Why, I asked, did he need to spend thousands of dollars to reach the public when he could simply pick up the phone and get instant and near total media coverage for free?

It’s the nature of the communication, he replied. “We do countywide phone-in-town-hall sessions that cost $10,000,” he said. “We get several thousand people involved. I get hundreds of questions. It’s the price of direct communication.”

The cumulative effect of constant campaigning (communicating) is a marvel to behold. By the time Dutchess Democrats secure a candidate to run against the Republican executive some time in the spring of 2015, the incumbent will be, barring outrageous and unforgivable scandal, but a vapor trail on the horizon.

And yet, for all his attention to big-time fundraising, there seems to be something in Molinaro that relishes the old days when the boy wonder first mixed with neighbors at spaghetti dinners. “There’s an elderly woman in Tivoli who has supported me since the first time I ran for office,” he said. “She doesn’t attend the dinners, but she always gives me $10, which I know she can’t afford. I go to her house, we sit down and chat for a time. She tells me what’s on her mind. That means more to me than a $5,000 donation.”

At some level the impact of money on politics becomes corrosive. Put another way, high rollers don’t roll without some reasonable expectation of recompense. Five thousand might not be the threshold. But it sure sounds ominous.

Here and there

Attention. If the 20-year intermittent discussions between the Town of Ulster and the City of Kingston are any precedent, the New Paltz town-and-village merger is probably not going to happen.
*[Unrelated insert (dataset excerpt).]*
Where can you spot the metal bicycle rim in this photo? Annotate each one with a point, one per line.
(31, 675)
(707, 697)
Asked at a recent forum whether the on-again off-again 20-year-long merger debate between Ulster and Kingston was likely, Alderman Tom Hoffay replied, “We’re willing. They’re probably less willing.”

Probably?

Kingston Veterans Association feted retired city firefighter Stan Chandler as the 23rd Veteran of the Year Saturday night. County officials, who profess to honor veterans and are actively engaged in establishing a shelter for homeless vets in downtown Kingston, were conspicuously absent from the biggest veteran event of the year. Kingston Legislator Dave Donaldson is a regular attendee.
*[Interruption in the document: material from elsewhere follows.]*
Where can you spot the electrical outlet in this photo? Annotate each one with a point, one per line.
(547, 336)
Ulster Town Councilwoman Cris Hendrick, a persona non grata in both major political parties after being decisively rejected in separate caucuses, trudges onward. Endorsed by Republicans four years ago, she’ll continue on the Conservative line, though with scant hope of success.

In Woodstock, they call him Second-Hand Rose, but Republican nominee Lorin Rose could be viable after losing his Democratic Party nomination to incumbent Jeremy Wilber. I think what Rose really needs is a cool hat like Democratic nominee Wilber’s.